It’s like the pain is stuck in pause mode and I can’t seem to get the play button to work. So here I am forever stuck in pain mode. Doomed to forever wallow in this misery called my life. Wanting to move forward but can’t….
What if you have a home but you don’t have a heart. What if instead of a heart you have a big gaping whole that every waking moment you are trying to find something to fill it with. And if you ever do find something to fill the void you hope that the pain will subside. But eventually you find that it doesn’t and probably never will. You eventually start to learn to live with the pain, even if it means that everyday that you get up to start your day you are in constant pain. But not the kind of pain that is visible to others so that they will stop and help. You’re living with the kind of pain that is internal and has no cure because you are the expert at what true pain is and you conclude that at this very moment there is no hope. No hope of getting better, no hope of getting back at what once was, no hope of feeling the way you used to all those years ago. Just..no..hope. That is where home is, wherever the person that carries the ties that bind with them.
You know the people that make you so made just by their very presence? The people that always have something rude to say with every little thing that you do that consists of your daily routine?

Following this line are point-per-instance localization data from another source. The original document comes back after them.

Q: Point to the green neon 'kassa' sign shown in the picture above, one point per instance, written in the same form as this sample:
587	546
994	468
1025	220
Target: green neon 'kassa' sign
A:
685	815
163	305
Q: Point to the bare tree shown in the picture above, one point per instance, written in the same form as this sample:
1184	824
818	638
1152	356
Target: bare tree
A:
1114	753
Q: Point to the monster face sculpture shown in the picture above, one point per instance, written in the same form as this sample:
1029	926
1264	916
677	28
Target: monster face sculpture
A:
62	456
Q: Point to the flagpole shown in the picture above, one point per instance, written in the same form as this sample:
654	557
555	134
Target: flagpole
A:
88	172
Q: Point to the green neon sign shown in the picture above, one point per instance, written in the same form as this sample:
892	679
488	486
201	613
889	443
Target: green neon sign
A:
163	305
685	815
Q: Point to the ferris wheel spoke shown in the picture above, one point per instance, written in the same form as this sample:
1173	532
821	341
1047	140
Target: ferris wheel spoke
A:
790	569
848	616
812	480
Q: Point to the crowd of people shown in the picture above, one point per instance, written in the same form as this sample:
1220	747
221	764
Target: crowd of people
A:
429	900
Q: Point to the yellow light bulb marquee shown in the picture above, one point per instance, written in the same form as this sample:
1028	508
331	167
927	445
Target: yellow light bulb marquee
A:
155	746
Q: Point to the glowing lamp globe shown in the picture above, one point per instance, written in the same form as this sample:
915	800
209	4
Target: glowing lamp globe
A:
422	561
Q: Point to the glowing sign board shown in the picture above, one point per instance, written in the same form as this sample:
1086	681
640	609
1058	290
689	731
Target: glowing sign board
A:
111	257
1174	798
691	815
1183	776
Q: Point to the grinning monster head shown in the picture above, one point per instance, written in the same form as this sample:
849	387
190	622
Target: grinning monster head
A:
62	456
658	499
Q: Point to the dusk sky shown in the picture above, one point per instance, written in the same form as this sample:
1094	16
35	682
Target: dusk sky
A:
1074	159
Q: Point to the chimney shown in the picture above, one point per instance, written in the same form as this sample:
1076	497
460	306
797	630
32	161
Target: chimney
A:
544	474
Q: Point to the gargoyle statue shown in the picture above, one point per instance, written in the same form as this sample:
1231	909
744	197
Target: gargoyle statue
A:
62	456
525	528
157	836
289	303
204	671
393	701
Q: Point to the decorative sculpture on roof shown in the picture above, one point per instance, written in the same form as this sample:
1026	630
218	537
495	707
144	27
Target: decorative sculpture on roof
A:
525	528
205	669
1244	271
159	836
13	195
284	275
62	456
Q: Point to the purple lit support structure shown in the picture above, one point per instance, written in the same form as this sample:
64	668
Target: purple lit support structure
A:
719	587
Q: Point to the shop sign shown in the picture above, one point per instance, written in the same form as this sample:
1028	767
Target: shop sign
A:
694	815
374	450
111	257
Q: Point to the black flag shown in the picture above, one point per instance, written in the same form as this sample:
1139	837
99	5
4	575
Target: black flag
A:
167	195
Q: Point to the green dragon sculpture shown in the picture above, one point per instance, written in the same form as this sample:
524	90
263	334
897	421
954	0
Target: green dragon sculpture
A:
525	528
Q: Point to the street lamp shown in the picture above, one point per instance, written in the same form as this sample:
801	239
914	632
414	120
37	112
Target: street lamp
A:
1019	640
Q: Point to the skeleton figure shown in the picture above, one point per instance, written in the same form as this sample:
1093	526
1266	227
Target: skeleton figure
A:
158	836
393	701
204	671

The people that would rather complain about something rather actually doing it for themselves? I have one of these people in my life and no matter how hard I try to get rid of her, she keeps latching back on like a starving leech. I guess you can’t really get away from someone when they’re part of your family. All you can do is live with them until you decide to go away to college or just to simply move out to start a life of your own. Away from it all, where you can be in your own world. Your own, sanctuary.